Life is really good for me now. I'm disabled because of some results from the stroke but my life is still full. I couldn't handle the things I did before, including the full time job then. I miss people there but know that what's best for me is to stay away and let them work out things without leaning on me, and also without me enabling my daughters because of the grandkids. They're managing and I have been in contact with them by phone. The youngest I hear from a lot more by text and I don't know if the oldest has a phone now since she is in a city 2 hours now from my youngest. For a while they lived together. But time will heal any remaining wounds I believe for us. My 3 sons are much easier to reach and 2 of them especially I either talk to or text weekly or more. Oldest is super busy but he's close.
It's just so amazing to me the changes that have happened and how awesome they have worked out. Far beyond my dreams!
This picture I took of myself earlier this week at a park I was walking in.
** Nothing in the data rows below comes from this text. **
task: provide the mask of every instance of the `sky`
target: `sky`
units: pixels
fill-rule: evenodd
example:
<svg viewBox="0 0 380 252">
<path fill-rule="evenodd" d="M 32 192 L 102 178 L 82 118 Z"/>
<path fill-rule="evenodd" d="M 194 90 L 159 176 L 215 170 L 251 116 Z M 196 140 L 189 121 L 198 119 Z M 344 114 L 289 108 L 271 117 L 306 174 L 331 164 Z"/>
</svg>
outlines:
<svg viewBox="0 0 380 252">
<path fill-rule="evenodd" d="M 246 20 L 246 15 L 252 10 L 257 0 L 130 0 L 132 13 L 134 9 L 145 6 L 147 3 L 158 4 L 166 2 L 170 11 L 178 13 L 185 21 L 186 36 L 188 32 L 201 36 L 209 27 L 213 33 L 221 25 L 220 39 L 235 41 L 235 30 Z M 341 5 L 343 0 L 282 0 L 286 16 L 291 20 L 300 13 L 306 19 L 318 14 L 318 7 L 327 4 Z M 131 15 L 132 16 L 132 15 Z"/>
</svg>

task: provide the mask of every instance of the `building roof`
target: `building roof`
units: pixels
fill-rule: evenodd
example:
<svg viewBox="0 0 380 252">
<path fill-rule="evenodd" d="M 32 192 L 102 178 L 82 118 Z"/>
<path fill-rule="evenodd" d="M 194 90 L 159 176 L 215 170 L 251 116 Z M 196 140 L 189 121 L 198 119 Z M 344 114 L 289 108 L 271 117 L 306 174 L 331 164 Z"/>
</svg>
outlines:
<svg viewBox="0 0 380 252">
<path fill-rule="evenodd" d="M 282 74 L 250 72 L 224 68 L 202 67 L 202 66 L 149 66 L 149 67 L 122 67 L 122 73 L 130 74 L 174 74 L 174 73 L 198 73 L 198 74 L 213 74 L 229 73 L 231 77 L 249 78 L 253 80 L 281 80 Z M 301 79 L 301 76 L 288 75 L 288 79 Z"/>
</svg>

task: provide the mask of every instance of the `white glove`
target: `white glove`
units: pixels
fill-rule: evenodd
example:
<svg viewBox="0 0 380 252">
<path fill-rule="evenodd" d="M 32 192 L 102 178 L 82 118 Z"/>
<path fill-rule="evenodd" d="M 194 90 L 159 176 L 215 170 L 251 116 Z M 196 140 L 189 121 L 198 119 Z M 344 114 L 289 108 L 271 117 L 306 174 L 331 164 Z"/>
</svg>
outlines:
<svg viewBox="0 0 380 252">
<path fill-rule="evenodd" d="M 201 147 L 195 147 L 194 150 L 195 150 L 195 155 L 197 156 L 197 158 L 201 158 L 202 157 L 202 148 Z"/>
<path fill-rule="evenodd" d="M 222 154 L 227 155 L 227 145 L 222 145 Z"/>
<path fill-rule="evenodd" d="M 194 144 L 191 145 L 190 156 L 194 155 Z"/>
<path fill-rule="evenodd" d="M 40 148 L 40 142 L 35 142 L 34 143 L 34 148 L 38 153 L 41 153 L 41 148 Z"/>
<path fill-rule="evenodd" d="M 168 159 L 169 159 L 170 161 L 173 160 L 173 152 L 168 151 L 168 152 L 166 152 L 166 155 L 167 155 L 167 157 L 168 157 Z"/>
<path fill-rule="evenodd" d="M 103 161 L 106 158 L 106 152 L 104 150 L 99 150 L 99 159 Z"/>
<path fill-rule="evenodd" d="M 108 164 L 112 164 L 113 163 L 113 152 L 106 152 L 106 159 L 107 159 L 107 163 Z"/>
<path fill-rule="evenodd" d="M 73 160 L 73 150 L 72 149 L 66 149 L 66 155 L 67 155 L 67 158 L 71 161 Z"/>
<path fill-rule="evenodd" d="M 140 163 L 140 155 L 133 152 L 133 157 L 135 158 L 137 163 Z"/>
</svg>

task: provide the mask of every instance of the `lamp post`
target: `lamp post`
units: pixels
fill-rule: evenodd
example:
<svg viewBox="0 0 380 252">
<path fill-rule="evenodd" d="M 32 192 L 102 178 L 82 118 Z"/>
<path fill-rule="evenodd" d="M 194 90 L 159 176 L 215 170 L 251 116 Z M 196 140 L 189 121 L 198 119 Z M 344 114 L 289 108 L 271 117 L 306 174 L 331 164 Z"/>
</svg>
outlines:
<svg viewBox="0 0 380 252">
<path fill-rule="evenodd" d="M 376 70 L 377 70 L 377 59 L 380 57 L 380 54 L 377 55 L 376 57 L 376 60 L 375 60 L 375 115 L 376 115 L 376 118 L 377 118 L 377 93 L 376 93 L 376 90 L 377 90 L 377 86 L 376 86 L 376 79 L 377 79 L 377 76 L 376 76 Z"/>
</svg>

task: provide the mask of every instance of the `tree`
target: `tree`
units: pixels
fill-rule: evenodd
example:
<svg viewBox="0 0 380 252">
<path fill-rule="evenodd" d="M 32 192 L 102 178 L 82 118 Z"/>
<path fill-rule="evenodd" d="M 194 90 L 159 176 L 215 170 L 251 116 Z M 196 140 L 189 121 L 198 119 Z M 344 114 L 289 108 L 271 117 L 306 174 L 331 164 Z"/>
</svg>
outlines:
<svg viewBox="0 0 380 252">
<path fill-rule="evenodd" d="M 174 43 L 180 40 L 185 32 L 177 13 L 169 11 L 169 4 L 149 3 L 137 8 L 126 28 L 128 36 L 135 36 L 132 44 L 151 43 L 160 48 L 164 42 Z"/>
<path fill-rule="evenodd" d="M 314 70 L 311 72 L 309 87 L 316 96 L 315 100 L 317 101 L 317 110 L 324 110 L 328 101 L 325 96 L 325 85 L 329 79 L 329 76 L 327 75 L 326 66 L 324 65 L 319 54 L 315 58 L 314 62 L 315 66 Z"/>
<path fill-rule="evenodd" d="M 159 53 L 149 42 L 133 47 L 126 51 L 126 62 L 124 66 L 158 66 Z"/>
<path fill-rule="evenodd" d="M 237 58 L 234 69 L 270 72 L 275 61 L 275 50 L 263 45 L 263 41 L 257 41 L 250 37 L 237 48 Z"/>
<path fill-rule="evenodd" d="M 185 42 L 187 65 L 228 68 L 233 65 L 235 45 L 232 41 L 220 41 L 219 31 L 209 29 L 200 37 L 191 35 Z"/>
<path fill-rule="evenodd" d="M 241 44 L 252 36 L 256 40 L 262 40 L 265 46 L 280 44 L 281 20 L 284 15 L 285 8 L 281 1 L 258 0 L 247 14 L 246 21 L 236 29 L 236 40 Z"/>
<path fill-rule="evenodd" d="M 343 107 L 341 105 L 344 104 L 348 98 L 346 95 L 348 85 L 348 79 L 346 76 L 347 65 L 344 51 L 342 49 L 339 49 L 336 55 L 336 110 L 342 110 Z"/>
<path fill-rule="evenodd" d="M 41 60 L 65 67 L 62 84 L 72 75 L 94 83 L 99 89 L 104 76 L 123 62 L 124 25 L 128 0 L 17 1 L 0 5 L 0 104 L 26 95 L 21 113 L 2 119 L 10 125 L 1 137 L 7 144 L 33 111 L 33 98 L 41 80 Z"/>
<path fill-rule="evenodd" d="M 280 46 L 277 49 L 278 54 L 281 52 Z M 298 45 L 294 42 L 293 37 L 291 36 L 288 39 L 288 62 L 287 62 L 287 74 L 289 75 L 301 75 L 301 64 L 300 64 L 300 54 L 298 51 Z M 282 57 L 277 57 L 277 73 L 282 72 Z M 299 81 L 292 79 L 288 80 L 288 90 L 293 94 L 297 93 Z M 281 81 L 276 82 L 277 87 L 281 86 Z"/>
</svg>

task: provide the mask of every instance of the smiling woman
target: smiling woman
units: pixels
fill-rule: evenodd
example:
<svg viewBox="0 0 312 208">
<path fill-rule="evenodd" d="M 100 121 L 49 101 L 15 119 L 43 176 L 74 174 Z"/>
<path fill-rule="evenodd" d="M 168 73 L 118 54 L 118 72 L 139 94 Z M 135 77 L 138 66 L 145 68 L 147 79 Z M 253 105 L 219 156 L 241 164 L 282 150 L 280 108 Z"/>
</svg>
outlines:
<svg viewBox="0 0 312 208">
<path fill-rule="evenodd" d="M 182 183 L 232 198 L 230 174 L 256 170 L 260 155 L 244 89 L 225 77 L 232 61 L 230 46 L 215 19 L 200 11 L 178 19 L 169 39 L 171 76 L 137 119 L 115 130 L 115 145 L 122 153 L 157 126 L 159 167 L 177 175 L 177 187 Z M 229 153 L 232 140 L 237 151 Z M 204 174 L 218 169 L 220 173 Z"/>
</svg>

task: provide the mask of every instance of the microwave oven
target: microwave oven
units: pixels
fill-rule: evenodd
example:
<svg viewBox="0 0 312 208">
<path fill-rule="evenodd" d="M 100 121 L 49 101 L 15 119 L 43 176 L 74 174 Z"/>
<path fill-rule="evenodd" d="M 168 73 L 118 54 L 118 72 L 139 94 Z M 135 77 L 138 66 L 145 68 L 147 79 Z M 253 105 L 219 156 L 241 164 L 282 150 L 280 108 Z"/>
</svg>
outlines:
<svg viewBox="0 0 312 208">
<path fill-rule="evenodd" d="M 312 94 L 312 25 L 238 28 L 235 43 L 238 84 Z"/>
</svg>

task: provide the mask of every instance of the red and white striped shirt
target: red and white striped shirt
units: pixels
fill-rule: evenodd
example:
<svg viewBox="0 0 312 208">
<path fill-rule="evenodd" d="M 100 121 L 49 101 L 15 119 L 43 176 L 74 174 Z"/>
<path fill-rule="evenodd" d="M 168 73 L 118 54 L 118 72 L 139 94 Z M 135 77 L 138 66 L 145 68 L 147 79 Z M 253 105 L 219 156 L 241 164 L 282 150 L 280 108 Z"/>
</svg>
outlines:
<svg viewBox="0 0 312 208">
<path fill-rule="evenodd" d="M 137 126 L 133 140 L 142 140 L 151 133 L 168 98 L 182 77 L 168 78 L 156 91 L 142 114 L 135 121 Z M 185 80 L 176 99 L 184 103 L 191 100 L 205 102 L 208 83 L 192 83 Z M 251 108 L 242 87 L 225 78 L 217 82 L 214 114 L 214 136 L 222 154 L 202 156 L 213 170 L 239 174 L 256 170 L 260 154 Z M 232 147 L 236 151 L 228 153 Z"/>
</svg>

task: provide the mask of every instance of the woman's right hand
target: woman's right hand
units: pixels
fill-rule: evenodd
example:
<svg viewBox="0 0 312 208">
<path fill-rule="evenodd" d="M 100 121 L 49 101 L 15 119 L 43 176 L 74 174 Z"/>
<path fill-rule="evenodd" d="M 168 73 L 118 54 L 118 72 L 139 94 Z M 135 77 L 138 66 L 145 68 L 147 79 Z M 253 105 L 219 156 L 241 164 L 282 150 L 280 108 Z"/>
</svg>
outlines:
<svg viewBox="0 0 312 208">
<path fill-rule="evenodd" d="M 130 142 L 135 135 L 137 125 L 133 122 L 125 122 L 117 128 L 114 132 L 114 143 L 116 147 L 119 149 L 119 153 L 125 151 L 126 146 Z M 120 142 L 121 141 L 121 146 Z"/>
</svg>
There is a stream behind me but I don't know if it'll show up. The picture that is used with my login name was taken by me in July this year. Just so you can see I'm doing better than the picture in my last blog. And my hair has grown back in! I color it because I didn't like the shade of gray hair that grew out on me. Some people look really good with gray or white hair and I love it. Just not on me, at least not now. Anyway, don't be afraid of change because it usually bring amazing things if not immediately then down the road! We don't grow if we don't change.